GameSpot gave Borderlands 4 a 7/10 for being 'mechanically sound.' Weeks later GameSpot reported its own Steam revolt.
The Original Review
“To its detriment, Borderlands 4 feels like a direct response to Borderlands 3.”
First of all — a review titled 'Too Much Of An Overcorrection' that still lands on a comfortable 7/10 is customer service language wearing a critic's badge. Jordan Ramée sat down, declared Borderlands 4 'the most mechanically sound Borderlands game to date,' and moved on, like a hotel inspector who fluffs the pillows and signs the form while the sprinkler system is actively flooding the lobby behind him.
Second, and I need someone to explain this to me directly: where in this review is the part where I hand over $70 — or the $80 Randy Pitchford floated for 'real fans' — and the frame rate can't clear a PowerPoint slide? The review flags weak storytelling and combat that 'drags,' fine, real complaints, but somehow tiptoes past the fact the PC version needed its own apology tour before launch week was over. That's a restaurant inspector who spends four paragraphs on the wallpaper and never once checks if the stove turns on.
And here's the part that really gets me: GameSpot — same outlet, same masthead, same login — turned around and published an entire article titled 'Borderlands 4 Is Getting Clobbered On Steam With Negative Reviews.' That's not journalism, that's filing a warranty claim against your own toaster. First you sign the sticker that says it's fine, then you write the follow-up piece about the kitchen fire.

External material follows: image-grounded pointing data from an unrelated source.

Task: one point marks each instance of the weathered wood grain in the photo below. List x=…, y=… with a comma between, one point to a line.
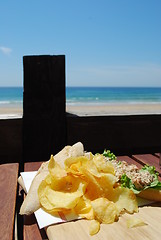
x=8, y=191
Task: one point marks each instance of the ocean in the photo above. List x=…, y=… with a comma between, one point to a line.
x=92, y=95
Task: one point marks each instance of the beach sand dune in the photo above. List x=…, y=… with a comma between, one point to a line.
x=114, y=109
x=91, y=110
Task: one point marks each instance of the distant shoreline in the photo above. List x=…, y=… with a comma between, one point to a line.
x=16, y=111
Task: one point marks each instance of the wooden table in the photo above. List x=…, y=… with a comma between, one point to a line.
x=8, y=192
x=30, y=228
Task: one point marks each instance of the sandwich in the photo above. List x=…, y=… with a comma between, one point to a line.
x=143, y=182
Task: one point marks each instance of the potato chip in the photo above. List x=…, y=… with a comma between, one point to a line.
x=105, y=211
x=94, y=227
x=71, y=160
x=86, y=186
x=55, y=169
x=84, y=208
x=103, y=165
x=135, y=222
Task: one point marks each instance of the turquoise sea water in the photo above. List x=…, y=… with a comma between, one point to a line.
x=112, y=95
x=91, y=95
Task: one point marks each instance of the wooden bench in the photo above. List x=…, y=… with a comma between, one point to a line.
x=8, y=192
x=30, y=227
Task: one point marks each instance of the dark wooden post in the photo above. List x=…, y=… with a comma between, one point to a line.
x=44, y=122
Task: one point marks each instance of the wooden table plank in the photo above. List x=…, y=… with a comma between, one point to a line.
x=8, y=191
x=148, y=159
x=31, y=230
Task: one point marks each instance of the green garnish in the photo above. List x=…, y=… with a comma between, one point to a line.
x=109, y=154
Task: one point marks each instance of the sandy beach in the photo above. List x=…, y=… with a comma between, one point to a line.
x=114, y=109
x=11, y=111
x=16, y=111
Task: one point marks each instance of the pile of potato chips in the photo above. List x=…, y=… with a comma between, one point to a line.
x=86, y=185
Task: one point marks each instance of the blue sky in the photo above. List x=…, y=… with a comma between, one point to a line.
x=106, y=42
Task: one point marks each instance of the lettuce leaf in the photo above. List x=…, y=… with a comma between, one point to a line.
x=156, y=184
x=109, y=154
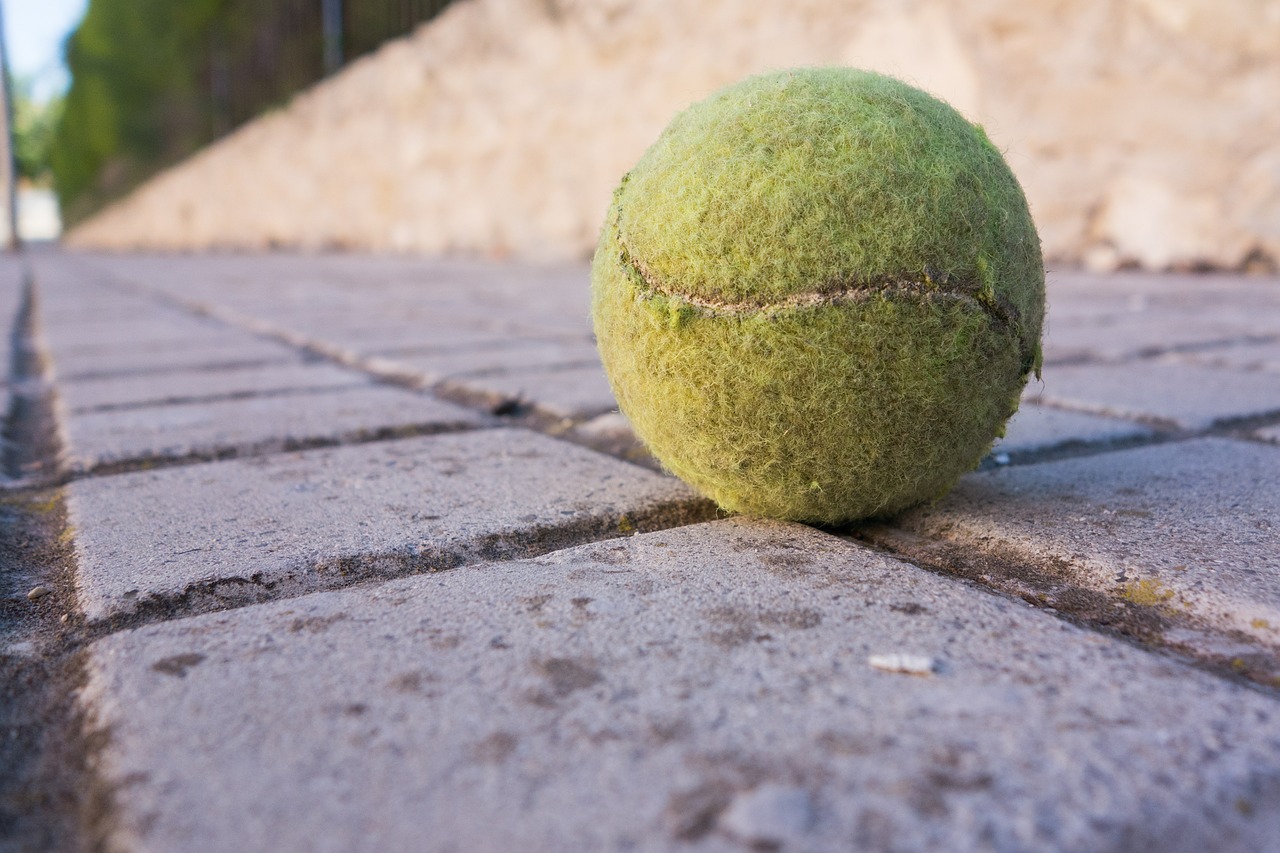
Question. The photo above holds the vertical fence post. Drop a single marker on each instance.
(8, 167)
(330, 17)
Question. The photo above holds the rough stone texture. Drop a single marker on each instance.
(1144, 131)
(233, 352)
(1120, 316)
(1239, 356)
(574, 392)
(1037, 428)
(705, 687)
(210, 429)
(1191, 529)
(247, 529)
(1180, 395)
(502, 357)
(133, 391)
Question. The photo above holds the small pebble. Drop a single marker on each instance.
(908, 664)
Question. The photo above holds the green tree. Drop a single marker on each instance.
(133, 104)
(33, 132)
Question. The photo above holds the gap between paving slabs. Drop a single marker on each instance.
(42, 734)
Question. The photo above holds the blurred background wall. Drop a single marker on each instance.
(1146, 132)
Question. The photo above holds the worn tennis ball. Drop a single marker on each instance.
(819, 295)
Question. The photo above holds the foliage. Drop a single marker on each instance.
(132, 101)
(33, 132)
(154, 80)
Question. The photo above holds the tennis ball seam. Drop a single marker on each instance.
(840, 292)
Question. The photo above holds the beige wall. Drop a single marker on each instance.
(1143, 131)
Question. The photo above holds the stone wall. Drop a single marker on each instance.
(1146, 132)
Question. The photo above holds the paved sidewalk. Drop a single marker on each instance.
(360, 557)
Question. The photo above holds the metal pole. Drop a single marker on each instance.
(330, 18)
(8, 173)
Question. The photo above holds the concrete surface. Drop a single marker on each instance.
(311, 587)
(705, 687)
(321, 518)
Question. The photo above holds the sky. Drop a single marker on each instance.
(33, 37)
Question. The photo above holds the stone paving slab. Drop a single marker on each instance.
(133, 391)
(154, 328)
(517, 356)
(705, 688)
(1179, 395)
(13, 281)
(570, 392)
(1038, 428)
(260, 527)
(1244, 356)
(209, 429)
(1189, 529)
(408, 293)
(1151, 332)
(232, 351)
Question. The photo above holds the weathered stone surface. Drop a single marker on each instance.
(571, 392)
(512, 356)
(231, 352)
(152, 328)
(210, 429)
(1038, 428)
(698, 687)
(201, 536)
(133, 391)
(1240, 356)
(1188, 530)
(1168, 392)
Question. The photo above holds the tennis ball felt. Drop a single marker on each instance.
(818, 296)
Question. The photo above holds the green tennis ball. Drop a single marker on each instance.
(819, 295)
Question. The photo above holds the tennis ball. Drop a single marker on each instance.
(818, 296)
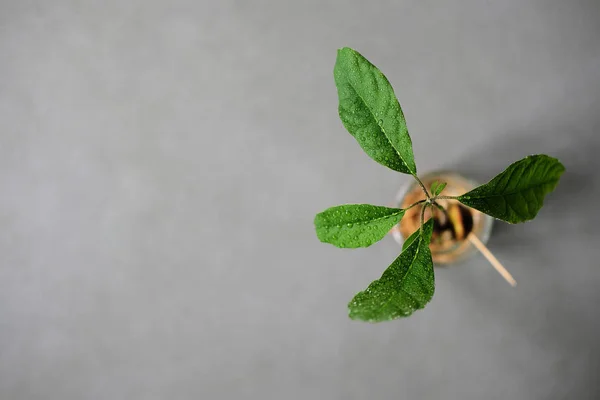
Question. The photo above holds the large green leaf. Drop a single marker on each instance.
(356, 225)
(407, 285)
(371, 113)
(517, 194)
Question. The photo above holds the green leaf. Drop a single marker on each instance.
(517, 194)
(410, 239)
(437, 187)
(407, 285)
(356, 225)
(371, 113)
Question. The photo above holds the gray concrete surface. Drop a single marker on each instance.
(161, 163)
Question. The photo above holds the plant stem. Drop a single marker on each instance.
(445, 198)
(423, 216)
(422, 186)
(416, 204)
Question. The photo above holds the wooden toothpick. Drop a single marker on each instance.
(493, 260)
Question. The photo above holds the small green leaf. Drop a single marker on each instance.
(407, 285)
(410, 239)
(371, 113)
(437, 187)
(356, 225)
(517, 194)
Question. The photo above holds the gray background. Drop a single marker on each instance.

But does it actually WORK? That's the only question a review exists to answer, and the 7/10 answered a different one — does it feel mechanically satisfying in a fantasy world where your graphics card doesn't exist? Meanwhile the guy running the studio told his own paying customers to go request a refund and informed them Borderlands 4 was 'a premium game made for premium gamers,' which is executive for 'your PC isn't rich enough to complain.' A glowing score and a CEO gaslighting the install base in the same news cycle. Receipts don't lie, Jordan, even when the rubric conveniently does.